Tendo em conta as duas primeiras definições e os exemplos dados com o ventre do menino, presumo que, apesar da terceira definição, homens têm ventre.
E no Egito não só têm o ventre como dançam. Dança do Ventre.

A dança do ventre masculina é uma controvertida temática, porque no Brasil muitos de nós já assistimos a performances masculinas, peculiares, por vezes bizarras. Homens travestidos ou que se fazem femininos. Alguns que chegam disfarçados, andróginos e que em certos momentos de suas danças revelam seu segredo - o fato de serem homens. Com um certo prazer irônico, tipo "enganei vocês, vai dizer que o senhor não sentiu tesão por mim, seu pervertido!". Detesto essas danças. São de mau gosto! E não é sobre elas que quero falar. Muito menos dar força a essas práticas, legitimá-las. Dancem como queiram. Só não contem com o meu apoio e apreciação.

Pois bem, voltando ao Egito, quando lá estive em novembro de 2005 assisti a muitas dessas danças masculinas, com movimentos idênticos aos que eu aprendi em sala de aula, ondulações, tremidos, oitos de quadril, camelo... Eles dançavam, mas não eram femininos. Eram viris. Estavam por todo canto, nas esquinas, nos mercados, nas ruas, nas casas e na televisão. Conquistando as mulheres com suas danças do ventre.

Curiosa sobre essas manifestações até então por mim desconhecidas, foi com grande satisfação e surpresa que dei de cara com o livro Coreographics Politics de Anthony Shay (2002).
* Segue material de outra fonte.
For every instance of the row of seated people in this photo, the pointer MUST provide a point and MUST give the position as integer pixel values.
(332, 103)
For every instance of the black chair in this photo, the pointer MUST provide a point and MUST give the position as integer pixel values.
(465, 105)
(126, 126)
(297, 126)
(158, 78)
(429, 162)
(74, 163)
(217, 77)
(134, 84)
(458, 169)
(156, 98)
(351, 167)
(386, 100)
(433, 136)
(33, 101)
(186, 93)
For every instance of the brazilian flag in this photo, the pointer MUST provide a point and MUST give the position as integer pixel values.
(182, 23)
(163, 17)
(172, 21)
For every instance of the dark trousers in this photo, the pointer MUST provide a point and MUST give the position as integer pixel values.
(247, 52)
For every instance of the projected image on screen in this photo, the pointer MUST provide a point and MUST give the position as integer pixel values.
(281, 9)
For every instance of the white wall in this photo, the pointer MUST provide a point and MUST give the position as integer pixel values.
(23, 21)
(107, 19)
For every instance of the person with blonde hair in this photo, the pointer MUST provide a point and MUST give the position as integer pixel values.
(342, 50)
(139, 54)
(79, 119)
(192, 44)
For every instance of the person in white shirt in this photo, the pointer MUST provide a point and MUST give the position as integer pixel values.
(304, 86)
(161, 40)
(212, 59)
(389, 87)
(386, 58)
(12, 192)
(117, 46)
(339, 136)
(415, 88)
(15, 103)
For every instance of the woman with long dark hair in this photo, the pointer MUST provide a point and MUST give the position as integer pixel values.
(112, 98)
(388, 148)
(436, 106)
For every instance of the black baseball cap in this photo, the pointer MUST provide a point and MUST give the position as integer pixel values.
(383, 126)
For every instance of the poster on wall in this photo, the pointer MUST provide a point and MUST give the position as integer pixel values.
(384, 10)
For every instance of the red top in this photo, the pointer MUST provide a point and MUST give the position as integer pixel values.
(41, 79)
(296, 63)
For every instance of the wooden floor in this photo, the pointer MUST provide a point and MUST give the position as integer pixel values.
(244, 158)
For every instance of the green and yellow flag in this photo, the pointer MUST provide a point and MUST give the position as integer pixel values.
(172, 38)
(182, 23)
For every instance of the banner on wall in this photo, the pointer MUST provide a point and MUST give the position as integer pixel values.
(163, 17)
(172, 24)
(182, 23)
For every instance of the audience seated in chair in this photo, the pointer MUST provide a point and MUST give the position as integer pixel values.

Esse livro é uma preciosidade, por abordar as políticas coreográficas responsáveis por imagens equivocadas das manifestações artísticas em diversos países. Assunto vasto, para outros vários artigos. Mas quando fala sobre a dança egípcia masculina, Shay trouxe para a minha vida revelações surpreendentes.

Quando define o que é a dança do ventre, Anthony Shay afirma que é uma dança solo praticada por homens e mulheres. Mas a performance masculina teria, segundo ele, sido suprimida pela mentalidade colonialista dos britânicos e franceses que dominaram o Egito e desenharam um modelo do que fosse adequado ou inadequado para o cidadão egípcio que pretendesse se "civilizar". Em 1881 e 1882 se instalaram no Egito escolas com o sistema britânico de ensino, onde foram amplamente difundidos textos que continham idéias sobre o atraso, a negligência moral e a indolência dos egípcios. Também enfatizavam a necessidade de se adotar a moral inglesa. Tudo isso foi prontamente absorvido pela população.

Assim, o conhecido coreógrafo Mahmoud Reda desenvolveu estratégias coreográficas que lhe renderam suporte financeiro e apoio governamental, tendo como primeira grande mudança artística em sua companhia a proibição da dança do ventre masculina. Essa proibição, segundo Shay, seguiu as recomendações governamentais sobre quais seriam "os movimentos apropriados ou não para o corpo masculino (inglês, e agora egípcio)" (p. 148).

E então, numa atitude parecida com a da minha professora de dança do ventre, o tal coreógrafo pareceu dizer que homem não tem ventre. Ou pior ainda, Mahmoud Reda amputou o ventre dos homens egípcios, roubou-lhes o direito de dançar daquela forma. Mas graças aos deuses, essas mudanças oficiais não conseguem apagar a força vital da corporalidade humana. E, como ocorre em grandes manifestações de resistência, eles continuam a vibrar, ondular, seduzir e encantar com seus ventres masculinos.